We add a distribution/storage ("ship+store") cost (based on real data) to the material cost to get a total cost to minimize. We show two things numerically:

• For low ship+store costs, the material cost dominates and the can has the classic square profile.

• For ship+store costs above a critical value, the symmetry of the square is broken and the can takes on a rectangular profile resulting from the rectangular geometry of the distribution truck or shelf/cabinet area for storage.

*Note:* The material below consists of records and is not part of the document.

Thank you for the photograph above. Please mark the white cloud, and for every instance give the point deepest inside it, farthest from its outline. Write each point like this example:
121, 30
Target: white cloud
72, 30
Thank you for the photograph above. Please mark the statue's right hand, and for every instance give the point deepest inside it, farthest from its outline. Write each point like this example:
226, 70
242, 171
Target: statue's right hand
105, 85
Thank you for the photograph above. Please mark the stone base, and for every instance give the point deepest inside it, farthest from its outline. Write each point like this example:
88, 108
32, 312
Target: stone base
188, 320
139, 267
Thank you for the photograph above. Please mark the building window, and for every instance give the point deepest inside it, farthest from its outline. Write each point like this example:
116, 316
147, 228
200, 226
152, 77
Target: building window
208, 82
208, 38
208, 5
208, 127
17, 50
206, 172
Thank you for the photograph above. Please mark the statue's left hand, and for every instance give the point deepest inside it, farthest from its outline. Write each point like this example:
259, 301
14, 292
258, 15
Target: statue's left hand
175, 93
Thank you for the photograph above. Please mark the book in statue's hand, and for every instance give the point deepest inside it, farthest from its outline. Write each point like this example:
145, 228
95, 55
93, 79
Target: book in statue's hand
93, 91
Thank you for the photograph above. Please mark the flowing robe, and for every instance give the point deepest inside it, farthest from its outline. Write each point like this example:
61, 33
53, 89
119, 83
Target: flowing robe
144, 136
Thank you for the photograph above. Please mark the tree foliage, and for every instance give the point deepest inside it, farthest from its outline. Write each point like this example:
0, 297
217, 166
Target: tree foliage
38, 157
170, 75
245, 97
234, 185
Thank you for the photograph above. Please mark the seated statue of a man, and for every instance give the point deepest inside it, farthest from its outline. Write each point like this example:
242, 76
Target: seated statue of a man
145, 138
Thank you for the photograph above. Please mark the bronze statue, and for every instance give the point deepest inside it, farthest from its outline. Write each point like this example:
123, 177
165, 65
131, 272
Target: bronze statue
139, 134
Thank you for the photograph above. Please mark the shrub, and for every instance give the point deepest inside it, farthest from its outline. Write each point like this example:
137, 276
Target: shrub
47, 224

Interestingly, the can dimensions remain constant (at different values) above and below the critical ship+store cost, exactly as with a Landau "meanfield" phase transition in statistical mechanics. The parameter for the cost of ship+store appears exactly as an inverse-temperature in magnetic systems, and this Landau-type transition has the same basic phenomenology as a Landau approximation to a magnetic system that is non-magnetic above a critical temperature (paramagnetic) but magnetizes below a critical temperature (ferromagnetic), much like a Curie temperature for a discontinuous phase transition.